To be brutal, it is not likely to be a definitive manual for Australians either. We left this book sitting on the table for a week, browsing it in passing on frequent occasions and every time both of us came to the same conclusions – this is the most random collection of gardening information we have ever seen in a book. I think the reason why it seems random is that both author and editor lack sufficient technical expertise to make the decisions on sifting information. Mark couldn’t get over the referencing of obscure camellia species like C. amplexicaulis and C. assimilis. I was surprised to see the better part of a page promoting Cornus mas as a fruiting cherry substitute without a single mention of either taste or yield. Given it seems to like similar growing conditions, why wouldn’t you grow a good Black Dawson cherry instead? Then there are the sweeping statements, for example on growing mushrooms and fungi at home: “…more of the exotic Asian types, such as shiitake and oyster, coming on the market daily.” Daily? Oh really? If you want to know how to grow these, buy a mushroom kit and then all you need is a cool, dark place. That is the advice.

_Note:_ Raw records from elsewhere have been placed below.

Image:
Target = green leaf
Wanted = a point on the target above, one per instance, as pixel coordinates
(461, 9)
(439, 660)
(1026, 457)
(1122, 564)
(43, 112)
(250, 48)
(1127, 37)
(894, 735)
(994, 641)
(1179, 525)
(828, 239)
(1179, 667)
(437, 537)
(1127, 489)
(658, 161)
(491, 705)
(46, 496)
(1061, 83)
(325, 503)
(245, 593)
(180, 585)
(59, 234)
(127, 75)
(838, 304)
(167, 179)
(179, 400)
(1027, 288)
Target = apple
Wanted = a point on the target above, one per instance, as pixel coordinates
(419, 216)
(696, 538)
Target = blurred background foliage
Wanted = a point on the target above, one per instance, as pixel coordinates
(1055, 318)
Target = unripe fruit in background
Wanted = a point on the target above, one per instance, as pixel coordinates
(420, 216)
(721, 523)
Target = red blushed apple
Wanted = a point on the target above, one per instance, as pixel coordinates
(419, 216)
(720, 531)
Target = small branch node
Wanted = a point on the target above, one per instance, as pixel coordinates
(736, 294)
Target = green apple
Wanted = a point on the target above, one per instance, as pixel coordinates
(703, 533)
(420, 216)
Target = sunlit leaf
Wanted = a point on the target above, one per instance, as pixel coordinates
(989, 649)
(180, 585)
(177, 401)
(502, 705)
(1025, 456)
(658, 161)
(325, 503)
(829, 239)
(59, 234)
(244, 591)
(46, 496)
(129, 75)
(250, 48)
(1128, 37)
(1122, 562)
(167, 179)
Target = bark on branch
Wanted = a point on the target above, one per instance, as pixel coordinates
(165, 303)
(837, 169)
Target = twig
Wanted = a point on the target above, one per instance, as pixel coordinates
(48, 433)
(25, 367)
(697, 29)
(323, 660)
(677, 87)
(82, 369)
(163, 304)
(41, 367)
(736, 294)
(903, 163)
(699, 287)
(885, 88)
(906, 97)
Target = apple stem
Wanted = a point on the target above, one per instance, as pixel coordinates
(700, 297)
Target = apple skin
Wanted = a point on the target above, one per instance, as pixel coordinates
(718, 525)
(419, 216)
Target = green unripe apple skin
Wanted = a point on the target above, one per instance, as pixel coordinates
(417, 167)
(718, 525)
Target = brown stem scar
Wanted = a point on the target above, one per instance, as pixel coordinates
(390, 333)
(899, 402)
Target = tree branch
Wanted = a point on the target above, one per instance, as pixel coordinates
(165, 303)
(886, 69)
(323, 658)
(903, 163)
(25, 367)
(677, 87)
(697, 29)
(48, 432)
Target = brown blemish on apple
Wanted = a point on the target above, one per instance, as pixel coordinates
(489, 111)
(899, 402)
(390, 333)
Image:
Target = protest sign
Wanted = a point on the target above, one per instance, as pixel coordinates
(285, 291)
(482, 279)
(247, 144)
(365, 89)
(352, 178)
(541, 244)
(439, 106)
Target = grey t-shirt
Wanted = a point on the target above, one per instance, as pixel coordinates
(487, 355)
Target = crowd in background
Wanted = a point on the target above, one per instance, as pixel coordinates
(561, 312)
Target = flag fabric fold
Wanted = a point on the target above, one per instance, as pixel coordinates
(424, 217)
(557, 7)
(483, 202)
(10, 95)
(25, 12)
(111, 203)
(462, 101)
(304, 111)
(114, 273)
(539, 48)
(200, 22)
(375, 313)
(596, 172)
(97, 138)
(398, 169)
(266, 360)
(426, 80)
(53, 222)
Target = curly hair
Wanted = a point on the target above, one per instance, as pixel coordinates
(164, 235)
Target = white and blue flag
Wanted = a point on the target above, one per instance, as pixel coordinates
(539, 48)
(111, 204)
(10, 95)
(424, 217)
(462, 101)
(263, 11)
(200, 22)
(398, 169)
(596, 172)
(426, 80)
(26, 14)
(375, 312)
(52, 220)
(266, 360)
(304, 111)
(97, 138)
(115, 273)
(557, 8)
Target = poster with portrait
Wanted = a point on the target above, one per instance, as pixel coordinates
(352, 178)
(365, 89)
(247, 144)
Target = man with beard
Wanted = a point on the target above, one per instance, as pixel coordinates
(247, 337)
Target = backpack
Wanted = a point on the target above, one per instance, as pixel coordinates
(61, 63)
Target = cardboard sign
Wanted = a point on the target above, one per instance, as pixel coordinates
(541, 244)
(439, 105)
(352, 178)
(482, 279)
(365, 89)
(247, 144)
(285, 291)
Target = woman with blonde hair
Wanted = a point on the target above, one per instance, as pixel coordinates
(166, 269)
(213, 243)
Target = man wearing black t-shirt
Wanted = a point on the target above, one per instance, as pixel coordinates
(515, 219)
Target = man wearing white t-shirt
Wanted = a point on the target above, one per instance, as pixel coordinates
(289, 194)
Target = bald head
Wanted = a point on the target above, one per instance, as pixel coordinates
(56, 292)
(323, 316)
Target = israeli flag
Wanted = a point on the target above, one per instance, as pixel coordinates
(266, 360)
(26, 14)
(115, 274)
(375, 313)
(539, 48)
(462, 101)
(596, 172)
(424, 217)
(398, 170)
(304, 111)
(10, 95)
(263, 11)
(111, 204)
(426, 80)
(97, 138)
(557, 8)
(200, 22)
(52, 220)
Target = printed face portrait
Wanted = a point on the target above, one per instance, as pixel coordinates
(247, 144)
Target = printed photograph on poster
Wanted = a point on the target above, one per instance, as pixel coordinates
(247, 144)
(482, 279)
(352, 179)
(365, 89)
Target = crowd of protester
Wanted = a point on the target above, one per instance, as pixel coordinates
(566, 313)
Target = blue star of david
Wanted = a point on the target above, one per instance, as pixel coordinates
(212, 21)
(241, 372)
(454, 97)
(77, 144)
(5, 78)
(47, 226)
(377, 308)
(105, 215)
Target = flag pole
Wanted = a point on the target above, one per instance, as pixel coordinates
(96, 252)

This is a big book and it must have taken a great deal of work by the author. There are many photos though most are small and of patchy quality. It is eclectic rather than definitive. Its recommended retail price in New Zealand is $75 so it is expensive. Despite the fact we have two gardening daughters living in Australia, I do not think I will be carting this book over to them. With only 10kg baggage allowance, there are other items I would rather be taking.

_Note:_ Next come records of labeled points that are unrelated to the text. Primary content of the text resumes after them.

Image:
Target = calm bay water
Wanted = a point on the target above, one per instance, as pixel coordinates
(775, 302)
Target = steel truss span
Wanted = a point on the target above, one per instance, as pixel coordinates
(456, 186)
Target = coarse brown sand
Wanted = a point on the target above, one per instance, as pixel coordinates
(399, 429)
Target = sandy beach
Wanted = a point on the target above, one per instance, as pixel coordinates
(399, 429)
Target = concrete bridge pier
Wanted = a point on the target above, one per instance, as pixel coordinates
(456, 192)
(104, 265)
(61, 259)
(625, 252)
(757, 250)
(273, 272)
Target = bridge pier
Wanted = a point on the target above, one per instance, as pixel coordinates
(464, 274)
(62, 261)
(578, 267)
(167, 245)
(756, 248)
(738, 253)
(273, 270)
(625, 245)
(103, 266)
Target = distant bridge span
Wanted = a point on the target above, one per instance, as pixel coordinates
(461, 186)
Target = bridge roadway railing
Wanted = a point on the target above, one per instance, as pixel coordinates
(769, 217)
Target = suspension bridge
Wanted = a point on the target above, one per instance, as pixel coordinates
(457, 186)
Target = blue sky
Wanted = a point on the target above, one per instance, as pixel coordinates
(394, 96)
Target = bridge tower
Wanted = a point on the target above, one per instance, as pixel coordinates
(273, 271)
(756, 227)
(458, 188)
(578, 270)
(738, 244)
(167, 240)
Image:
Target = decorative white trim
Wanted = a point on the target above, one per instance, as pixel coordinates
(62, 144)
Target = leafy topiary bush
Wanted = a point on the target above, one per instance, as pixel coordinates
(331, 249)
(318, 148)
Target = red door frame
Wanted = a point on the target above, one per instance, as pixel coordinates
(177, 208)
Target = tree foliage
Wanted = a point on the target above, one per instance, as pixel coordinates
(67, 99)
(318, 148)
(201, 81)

Dig Deeper by Meredith Kirton. (Murdoch Books; ISBN: not given).

First published in the Waikato Times and reprinted here with their permission.

100 best native plants for New Zealand gardens by Fiona Eadie

9781775536512If this book looks a little familiar, it is because it is a new edition of one first published in 2001, updated in 2008 and again for 2014. It is a handy book, not comprehensive because it only covers 100, but many are varieties of native plants that you may want to know about. Credit to both author and book designer for having a flexible approach where the sections on each plant can vary in length rather than dumbing the content down to fit a formulaic lay-out of the style seen in recipe books.

The author is head gardener at Larnach Castle in Dunedin and a passionate advocate for using our native flora. Her information is useful. Plants are given their botanical name, Maori name (which is often the name we use most widely) and any common names. General information is given about each plant – identification, location in the wild, important botanical information such as whether both male and female are required, followed by handy info on using these plants including preferred garden situation, pests and problems, landscaping suggestions, a short list of some different cultivars available and related species. There is plenty of information, delivered in a user-friendly form. All plants are photographed, though the photography is a bit patchy in quality.

If you have earlier editions of this book, the 2008 version changed 17 plants from the 2001 edition and this one changed a further 16 plants so it is about one third of new content over the original. I notice the price has not changed in the six years since the mid edition. The only thing that really annoyed me is the sales hype on the back cover (for which the author has no responsibility). “An expert guide to the top 100 New Zealand native plants…” it trumpets. What a cheapening effect one word can have. Not “THE top”. It is “an expert guide to 100 top plants”. There is a difference.

100 best native plants for New Zealand gardens by Fiona Eadie. (Random House; ISBN:978 1 77 553 651 2).